3

So I've written this, which is horrific:

def parse_results(string):
    space = r"([\s\t]{0,5})"
    building_type = r"(([Uu]nit|[Ss]tudio|[Ff]lat)?)"
    street_type = (r"((\d+)(\&|\-)*(\d*)(\w*)(\w*)(\s*)(\w*)(\s*)(\w*)(\s*)"
                   r"([Ee]nd|[Gg]reen|[Cc]auseway|[Cc]heapside|[Cc]rescent|"
                   r"[Ss]treet|[Ll]ane|[Ww]alk|[Rr]oad|[Aa]venue|[Dd]rive|"
                   r"[Pp]ark|[Ww]ay|[Pp]lace|[Pp]arade|[Ii]ndustrial"
                   r"[Ee]state|[Tt]rading [Ee]state|[Hh]ouse|[Gg]reen))")
    line_1 = r"(\w*)"
    line_2 = r"(\w*)"
    line_3 = r"(\w*)"
    line_4 = r"(\w*)"
    line_5 = r"(\w*)"
    postcode = r"(([A-Z0-9][A-Z0-9][A-Z0-9]?[A-Z0-9]? {1,2}[0-9][A-Z]{2}))"
    pattern = re.compile(rf"({building_type}{space}{street_type}{space}"
                         rf"{line_1}{space}{line_2}{space}{line_3}{space}"
                         rf"{line_4}{space}{line_5}{space}{postcode})")
    try:
        matches = pattern.finditer(string)
        for match in matches:
            address = re.sub(r"\s+", r" ", match.group(1))
        return address
    except Exception as e:
        return (f"Error looking for address, exception {e}")

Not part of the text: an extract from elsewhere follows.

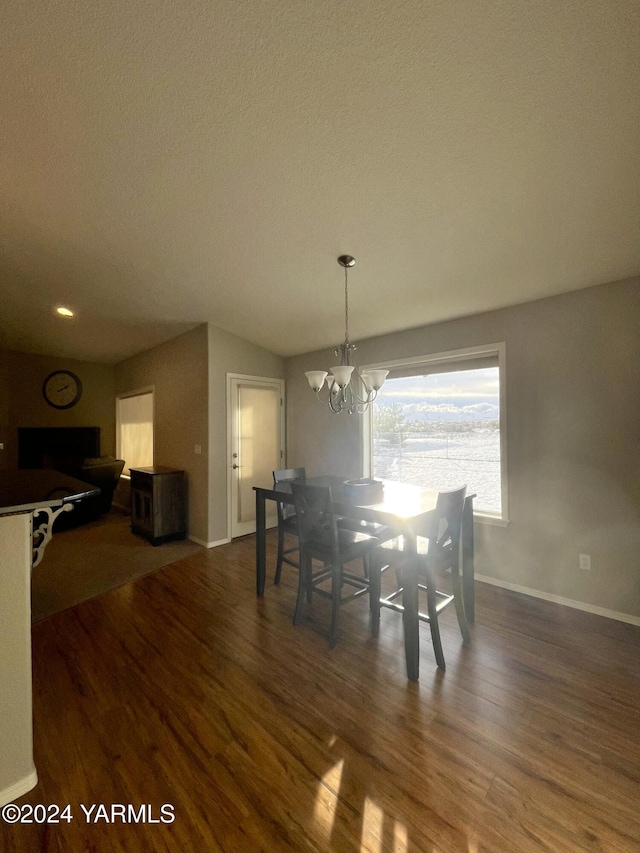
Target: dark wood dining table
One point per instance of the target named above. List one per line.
(405, 509)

Its purpose is to look for UK addresses in a large text corpus I am using for machine learning training. It is unusably slow however because of the backtracking .

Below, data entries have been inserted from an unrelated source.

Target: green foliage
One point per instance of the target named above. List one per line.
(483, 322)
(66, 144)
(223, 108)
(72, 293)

After research, the solution appears to be to use atomic groupings, similar to how it is done in Ruby.

The Python RE module doesn't support this out of the box, however there are workarounds such as this:

Do Python regular expressions have an equivalent to Ruby's atomic grouping?

And apparently there is a Python Regex module that does support atomix groupings out of the box, but almost no one seems to be talking about it in tutorials.

Two questions:

  1. Which is the best approach? RE module work around or the Regex module?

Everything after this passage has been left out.